In a statement the Port said the MDOT had joined with the US Army Corps of Engineers (USACE) to complete the study, which will look at ways to increase capacity, efficiency and safety.
The channels in Baltimore Harbor that form the Seagirt Loop are authorized and maintained to depths varying from 42 to 51 feet. With these varying channel conditions, the study is needed to examine navigation efficiencies and transportation cost savings that could be gained improving the Seagirt Loop channel to better accommodate larger vessels, the Port said.
Under a cost-sharing agreement, the MDOT MPA and USACE will spend $3 million each on the study, which will specifically examine channel modifications including deepening, widening and modifying channel bends.
With its existing 50-foot deep channel and Neo-Panamax cranes, the Port of Baltimore is already able to accommodate some of the largest container ships in the world, and has experienced significant growth in containers in recent years.

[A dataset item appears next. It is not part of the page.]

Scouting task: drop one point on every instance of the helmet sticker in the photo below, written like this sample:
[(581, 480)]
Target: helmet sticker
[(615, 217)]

Work is currently ongoing to deepen a second 50-foot berth that will allow two massive ships to visit the Port at the same time. That berth, and four new supersized cranes, are expected to be operational by summer 2021.
“The Port of Baltimore is a major economic generator for our state, and we continue to plan for its bright future,” said Governor Larry Hogan. “With the partnership of the Army Corps of Engineers, we are making improvements at the Seagirt Marine Terminal that will positively impact Maryland’s economy
and our job growth for years to come.”
USACE Baltimore District Commander Col. John Litz, also commented: “The Port of Baltimore is important to the national economy, and the U.S. Army Corps of Engineers is committed to working with our partners at the Maryland Port Administration to ensure that continues.
“This study will investigate how to safely and efficiently accommodate the growing number of larger container ships for years to come.”
MDOT Transportation Secretary Greg Slater said the study was “important” and that it could boost the regional supply chain and “provide a lasting benefit to Maryland’s economy and job growth”.
“The Army Corps of Engineers is a terrific partner for MDOT MPA on this project because we share a commitment to safety and the Port of Baltimore’s future success,” he said.
The Seagirt Loop is made up of the Seagirt West Branch Channel that tracks along the Seagirt Marine Terminal, and portions of Dundalk/Seagirt Connecting Channel and West Dundalk Branch Channel. It connects to Fort McHenry Channel used by ships entering and exiting the harbour.